A idéia é envolver os cidadãos na vida da cidade, fiscalizar e acompanhar as ações do Estado e a gestão política, dando voz ao homem comum para que este explicite suas reclamações e opiniões, visando a criação de um canal de comunicação entre a população e as instâncias decisórias. Para Chaia, “embora o telejornal SP-TV defenda a cidadania transforma, o tempo todo, os cidadãos em meros consumidores insatisfeitos: com a água, a rede de esgoto, a luz, as ruas, etc; e isso é construído através das queixas dos telespectadores”.

A presença de repórteres com uma postura crítica e de cobrança é característica dessa modalidade de jornalismo.

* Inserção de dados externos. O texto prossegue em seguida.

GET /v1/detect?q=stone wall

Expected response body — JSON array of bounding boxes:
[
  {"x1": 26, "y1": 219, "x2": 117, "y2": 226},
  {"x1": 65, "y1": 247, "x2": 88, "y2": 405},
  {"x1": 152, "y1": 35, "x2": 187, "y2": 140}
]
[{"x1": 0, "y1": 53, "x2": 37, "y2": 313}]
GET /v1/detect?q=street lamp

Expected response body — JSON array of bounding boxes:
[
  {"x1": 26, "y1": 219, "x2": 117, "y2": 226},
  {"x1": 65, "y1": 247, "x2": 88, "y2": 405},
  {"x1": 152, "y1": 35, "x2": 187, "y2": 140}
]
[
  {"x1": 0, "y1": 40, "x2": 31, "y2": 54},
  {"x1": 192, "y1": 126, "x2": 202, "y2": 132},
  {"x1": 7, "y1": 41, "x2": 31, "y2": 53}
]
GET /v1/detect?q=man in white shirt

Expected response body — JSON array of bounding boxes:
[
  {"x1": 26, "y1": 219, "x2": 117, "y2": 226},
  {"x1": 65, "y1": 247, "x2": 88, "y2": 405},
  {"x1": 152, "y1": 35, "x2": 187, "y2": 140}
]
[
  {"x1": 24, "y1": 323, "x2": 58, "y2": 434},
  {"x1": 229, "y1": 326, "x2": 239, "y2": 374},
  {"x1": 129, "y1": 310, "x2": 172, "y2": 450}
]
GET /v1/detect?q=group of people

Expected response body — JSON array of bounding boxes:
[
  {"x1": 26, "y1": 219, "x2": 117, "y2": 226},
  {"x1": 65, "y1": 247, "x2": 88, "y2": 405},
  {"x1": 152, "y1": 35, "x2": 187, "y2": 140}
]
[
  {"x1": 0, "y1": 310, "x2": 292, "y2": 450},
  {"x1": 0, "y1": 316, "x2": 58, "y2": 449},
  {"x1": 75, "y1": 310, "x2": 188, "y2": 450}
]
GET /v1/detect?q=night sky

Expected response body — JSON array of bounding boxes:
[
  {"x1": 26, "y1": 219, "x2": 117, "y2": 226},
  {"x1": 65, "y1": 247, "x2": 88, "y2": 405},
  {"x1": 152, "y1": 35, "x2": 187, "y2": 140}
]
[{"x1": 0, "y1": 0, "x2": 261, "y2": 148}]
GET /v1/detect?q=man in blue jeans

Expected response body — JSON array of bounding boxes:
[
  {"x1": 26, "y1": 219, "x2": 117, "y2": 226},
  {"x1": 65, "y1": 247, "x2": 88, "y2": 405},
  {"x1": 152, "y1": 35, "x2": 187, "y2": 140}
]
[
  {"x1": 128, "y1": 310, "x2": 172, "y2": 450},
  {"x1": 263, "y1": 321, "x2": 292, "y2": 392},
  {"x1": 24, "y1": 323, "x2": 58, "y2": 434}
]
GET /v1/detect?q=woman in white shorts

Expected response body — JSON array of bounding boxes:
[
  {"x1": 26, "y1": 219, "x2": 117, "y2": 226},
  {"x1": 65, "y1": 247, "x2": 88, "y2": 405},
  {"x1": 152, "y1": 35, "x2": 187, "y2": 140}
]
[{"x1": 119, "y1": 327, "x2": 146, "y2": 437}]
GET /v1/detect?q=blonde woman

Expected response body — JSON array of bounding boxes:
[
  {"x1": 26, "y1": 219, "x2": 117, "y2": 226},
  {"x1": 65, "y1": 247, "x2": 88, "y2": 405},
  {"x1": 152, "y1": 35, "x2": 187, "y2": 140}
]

No SP-TV 1ª edição os jornalistas Chico Pinheiro e Marina Godoy expressam suas opiniões pessoais durante as exibições das matérias. Já o âncora Márcio Canuto apresenta-se como uma espécie de fiscal do povo, pedindo explicações e cobrando soluções dos problemas apontados pela população. “É interessante porque se vê aí o poder desses âncoras de fazer cobranças, de desmoralizar algumas autoridades e de se declararem os ‘paladinos [defensores] da justiça'”, analisa a pesquisadora. De acordo com ela, manifesta-se aí uma contradição desses jornalistas, que se consideram ao mesmo tempo profissionais da mídia e representantes do povo.

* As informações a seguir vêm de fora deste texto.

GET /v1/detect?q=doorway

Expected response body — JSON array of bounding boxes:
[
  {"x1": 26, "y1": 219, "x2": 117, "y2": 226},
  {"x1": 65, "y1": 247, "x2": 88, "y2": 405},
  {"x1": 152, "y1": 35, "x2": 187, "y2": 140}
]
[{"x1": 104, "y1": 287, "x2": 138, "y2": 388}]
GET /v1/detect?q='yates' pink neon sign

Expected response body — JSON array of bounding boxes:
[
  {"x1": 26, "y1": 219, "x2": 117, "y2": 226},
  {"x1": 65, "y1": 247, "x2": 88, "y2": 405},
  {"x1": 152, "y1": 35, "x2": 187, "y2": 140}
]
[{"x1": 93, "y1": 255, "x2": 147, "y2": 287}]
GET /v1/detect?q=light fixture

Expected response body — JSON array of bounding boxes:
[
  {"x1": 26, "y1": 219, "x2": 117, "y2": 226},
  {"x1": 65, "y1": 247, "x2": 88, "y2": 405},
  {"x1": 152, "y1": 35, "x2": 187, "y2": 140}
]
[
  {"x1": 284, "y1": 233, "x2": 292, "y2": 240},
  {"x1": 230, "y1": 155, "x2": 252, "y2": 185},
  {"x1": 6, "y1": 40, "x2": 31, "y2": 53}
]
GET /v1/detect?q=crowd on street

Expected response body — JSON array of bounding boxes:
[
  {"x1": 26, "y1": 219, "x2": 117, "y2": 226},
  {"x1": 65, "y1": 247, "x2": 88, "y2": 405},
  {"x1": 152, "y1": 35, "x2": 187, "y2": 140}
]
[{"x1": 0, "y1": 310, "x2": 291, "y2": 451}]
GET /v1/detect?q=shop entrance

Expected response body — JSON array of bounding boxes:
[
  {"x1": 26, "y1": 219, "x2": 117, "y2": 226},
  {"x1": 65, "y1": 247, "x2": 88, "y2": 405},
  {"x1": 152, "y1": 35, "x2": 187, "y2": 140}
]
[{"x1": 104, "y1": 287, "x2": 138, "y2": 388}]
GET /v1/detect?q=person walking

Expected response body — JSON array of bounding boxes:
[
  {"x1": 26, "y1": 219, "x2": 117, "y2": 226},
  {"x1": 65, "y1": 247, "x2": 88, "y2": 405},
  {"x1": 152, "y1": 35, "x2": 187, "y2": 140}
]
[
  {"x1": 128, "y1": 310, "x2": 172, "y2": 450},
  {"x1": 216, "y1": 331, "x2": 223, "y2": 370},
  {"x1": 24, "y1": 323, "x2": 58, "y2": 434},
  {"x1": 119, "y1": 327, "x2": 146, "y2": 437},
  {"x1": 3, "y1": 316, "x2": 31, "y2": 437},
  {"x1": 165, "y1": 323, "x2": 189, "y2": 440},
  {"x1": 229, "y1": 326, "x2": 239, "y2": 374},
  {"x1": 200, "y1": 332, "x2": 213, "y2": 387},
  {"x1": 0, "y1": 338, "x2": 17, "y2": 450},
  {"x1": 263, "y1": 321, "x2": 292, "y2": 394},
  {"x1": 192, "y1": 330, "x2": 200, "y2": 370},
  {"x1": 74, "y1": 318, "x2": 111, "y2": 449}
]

Cidadania reduzida a voto e fiscalização

Durante as eleições de 2000, 2002 e 2004, a cientista política acompanhou o telejornal SP-TV com o intuito de entender a comunicação como poder, tanto de definição de políticas quanto de uma agenda. Durante esses momentos, o SP-TV produziu séries especiais para informar o cidadão sobre questões ligadas às eleições, que eram inseridas em cada programa. Essas séries mudavam de acordo com o contexto eleitoral. Em 2000, por exemplo, a ênfase foi dada a temáticas diversificadas: políticas públicas, gestão municipal, legislativo municipal, sociedade civil e voto e eleições. Já em 2002, a prioridade voltou-se às eleições estaduais, focalizando questões próprias do governador, dos deputados e de líderes comunitários. E em 2004, foi a vez do eleitor fazer perguntas sobre os problemas da cidade aos principais candidatos à prefeitura.

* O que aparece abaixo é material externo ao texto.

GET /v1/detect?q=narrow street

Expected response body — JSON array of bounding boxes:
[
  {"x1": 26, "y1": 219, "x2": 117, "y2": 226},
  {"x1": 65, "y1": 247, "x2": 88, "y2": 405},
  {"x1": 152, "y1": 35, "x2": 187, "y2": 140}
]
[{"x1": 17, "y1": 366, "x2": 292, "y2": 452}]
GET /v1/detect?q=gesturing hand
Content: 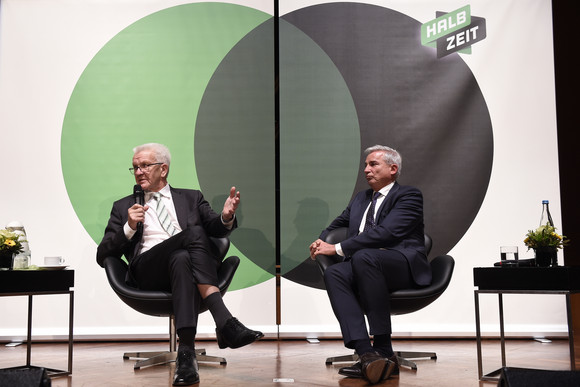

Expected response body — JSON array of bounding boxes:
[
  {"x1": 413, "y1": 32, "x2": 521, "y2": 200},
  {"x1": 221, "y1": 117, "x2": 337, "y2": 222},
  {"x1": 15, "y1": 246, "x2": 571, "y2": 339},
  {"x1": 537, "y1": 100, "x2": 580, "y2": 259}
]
[{"x1": 222, "y1": 187, "x2": 240, "y2": 222}]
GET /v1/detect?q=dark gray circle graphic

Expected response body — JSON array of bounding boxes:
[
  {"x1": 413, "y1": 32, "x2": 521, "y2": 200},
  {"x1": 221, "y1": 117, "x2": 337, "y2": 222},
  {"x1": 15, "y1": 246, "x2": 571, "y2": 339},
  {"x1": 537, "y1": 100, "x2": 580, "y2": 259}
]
[{"x1": 283, "y1": 3, "x2": 493, "y2": 266}]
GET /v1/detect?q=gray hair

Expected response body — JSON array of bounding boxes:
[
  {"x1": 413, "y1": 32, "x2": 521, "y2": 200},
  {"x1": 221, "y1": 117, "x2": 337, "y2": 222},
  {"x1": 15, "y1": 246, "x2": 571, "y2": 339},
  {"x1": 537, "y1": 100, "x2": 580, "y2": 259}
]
[
  {"x1": 133, "y1": 142, "x2": 171, "y2": 166},
  {"x1": 365, "y1": 145, "x2": 403, "y2": 179}
]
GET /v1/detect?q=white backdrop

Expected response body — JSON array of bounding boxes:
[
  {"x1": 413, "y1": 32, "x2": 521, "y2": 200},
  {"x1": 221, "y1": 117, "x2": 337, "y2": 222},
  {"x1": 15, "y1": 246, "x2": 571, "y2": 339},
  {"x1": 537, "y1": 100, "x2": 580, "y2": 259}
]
[{"x1": 0, "y1": 0, "x2": 567, "y2": 339}]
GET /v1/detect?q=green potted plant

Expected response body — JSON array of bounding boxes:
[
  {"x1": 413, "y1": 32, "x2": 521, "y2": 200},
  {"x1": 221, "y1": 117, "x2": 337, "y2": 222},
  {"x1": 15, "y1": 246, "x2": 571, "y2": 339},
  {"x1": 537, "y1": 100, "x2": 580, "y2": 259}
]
[
  {"x1": 524, "y1": 224, "x2": 568, "y2": 267},
  {"x1": 0, "y1": 230, "x2": 25, "y2": 270}
]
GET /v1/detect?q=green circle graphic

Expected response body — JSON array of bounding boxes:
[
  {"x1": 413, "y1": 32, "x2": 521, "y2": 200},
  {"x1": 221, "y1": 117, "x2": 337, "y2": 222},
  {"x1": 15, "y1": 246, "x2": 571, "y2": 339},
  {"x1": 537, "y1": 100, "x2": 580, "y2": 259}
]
[{"x1": 61, "y1": 3, "x2": 271, "y2": 289}]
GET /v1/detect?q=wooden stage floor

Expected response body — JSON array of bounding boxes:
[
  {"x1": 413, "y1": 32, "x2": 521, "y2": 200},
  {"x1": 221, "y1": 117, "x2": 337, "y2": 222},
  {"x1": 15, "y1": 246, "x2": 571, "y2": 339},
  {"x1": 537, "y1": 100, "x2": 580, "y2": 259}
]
[{"x1": 0, "y1": 339, "x2": 570, "y2": 387}]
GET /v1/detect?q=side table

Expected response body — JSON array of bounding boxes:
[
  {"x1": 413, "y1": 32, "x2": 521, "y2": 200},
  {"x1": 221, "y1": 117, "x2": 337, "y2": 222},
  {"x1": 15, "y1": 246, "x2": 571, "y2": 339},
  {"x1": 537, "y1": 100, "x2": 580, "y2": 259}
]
[
  {"x1": 473, "y1": 266, "x2": 580, "y2": 380},
  {"x1": 0, "y1": 269, "x2": 74, "y2": 377}
]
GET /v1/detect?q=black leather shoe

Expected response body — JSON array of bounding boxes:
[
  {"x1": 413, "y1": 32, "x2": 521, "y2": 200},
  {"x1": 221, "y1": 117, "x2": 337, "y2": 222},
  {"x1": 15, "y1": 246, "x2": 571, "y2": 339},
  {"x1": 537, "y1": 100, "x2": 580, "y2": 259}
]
[
  {"x1": 360, "y1": 352, "x2": 395, "y2": 384},
  {"x1": 215, "y1": 317, "x2": 264, "y2": 349},
  {"x1": 173, "y1": 350, "x2": 199, "y2": 386},
  {"x1": 338, "y1": 361, "x2": 363, "y2": 378}
]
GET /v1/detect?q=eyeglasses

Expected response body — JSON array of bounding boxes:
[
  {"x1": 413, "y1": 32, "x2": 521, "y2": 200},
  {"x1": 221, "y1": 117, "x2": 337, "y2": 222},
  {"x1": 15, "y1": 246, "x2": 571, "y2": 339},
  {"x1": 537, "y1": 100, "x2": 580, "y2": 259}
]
[{"x1": 129, "y1": 163, "x2": 163, "y2": 175}]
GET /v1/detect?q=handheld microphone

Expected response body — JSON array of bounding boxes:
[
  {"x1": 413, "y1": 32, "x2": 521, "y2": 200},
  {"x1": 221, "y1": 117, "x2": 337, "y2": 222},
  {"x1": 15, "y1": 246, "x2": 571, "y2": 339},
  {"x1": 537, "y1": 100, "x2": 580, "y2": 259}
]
[{"x1": 133, "y1": 184, "x2": 145, "y2": 233}]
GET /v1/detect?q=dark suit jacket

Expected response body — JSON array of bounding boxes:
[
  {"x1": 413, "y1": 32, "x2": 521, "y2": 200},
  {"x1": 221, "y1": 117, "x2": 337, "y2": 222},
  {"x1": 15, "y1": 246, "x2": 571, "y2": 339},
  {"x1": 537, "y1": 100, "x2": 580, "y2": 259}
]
[
  {"x1": 320, "y1": 182, "x2": 431, "y2": 286},
  {"x1": 97, "y1": 187, "x2": 237, "y2": 266}
]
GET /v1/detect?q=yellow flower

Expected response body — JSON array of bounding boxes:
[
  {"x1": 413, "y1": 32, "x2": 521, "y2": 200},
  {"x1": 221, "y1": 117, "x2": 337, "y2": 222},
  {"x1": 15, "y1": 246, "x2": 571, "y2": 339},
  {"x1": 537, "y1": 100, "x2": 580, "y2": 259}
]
[{"x1": 4, "y1": 239, "x2": 16, "y2": 247}]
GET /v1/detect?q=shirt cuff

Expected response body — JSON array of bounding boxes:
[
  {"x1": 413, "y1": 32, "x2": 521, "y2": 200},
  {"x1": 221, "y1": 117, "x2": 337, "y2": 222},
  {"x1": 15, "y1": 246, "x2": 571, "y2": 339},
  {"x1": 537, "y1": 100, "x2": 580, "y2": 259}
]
[
  {"x1": 220, "y1": 214, "x2": 236, "y2": 230},
  {"x1": 123, "y1": 222, "x2": 137, "y2": 239},
  {"x1": 334, "y1": 243, "x2": 344, "y2": 257}
]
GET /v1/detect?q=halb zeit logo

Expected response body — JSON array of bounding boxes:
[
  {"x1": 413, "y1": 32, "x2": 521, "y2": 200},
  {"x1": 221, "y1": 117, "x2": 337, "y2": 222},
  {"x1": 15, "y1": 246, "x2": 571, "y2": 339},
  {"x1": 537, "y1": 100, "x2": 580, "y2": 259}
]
[{"x1": 421, "y1": 5, "x2": 487, "y2": 58}]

Em todas as séries Vera Chaia identifica a idéia de transferir para o cidadão a responsabilidade pela situação da política no país. “São programas didáticos que mostram o fazer político, mas que reforçam a culpa católica. Nós nos sentimos culpados por tudo que está acontecendo”. Esta idéia é construída de diversas formas nos programas. Vários episódios reforçam a idéia de que os eleitores não fiscalizam adequadamente o trabalho dos políticos, trazendo desde denúncias até exemplos de “boa cidadania”, como nos programas que mostravam pessoas acompanhando sessões da Câmara de Vereadores de São Paulo em suas horas vagas. Outras instâncias do sistema político e a própria mídia dificilmente são responsabilizados. A orientação do voto do eleitor também se faz presente em todos os programas da série da Rede Globo. “A tendência desse tipo de jornalismo é associar o exercício do voto à conquista da cidadania, pois é visto como forma privilegiada de interferir nos destinos da própria vida. A cidadania e o voto deixam de ser direitos para serem obrigatoriedade”, analisa Chaia.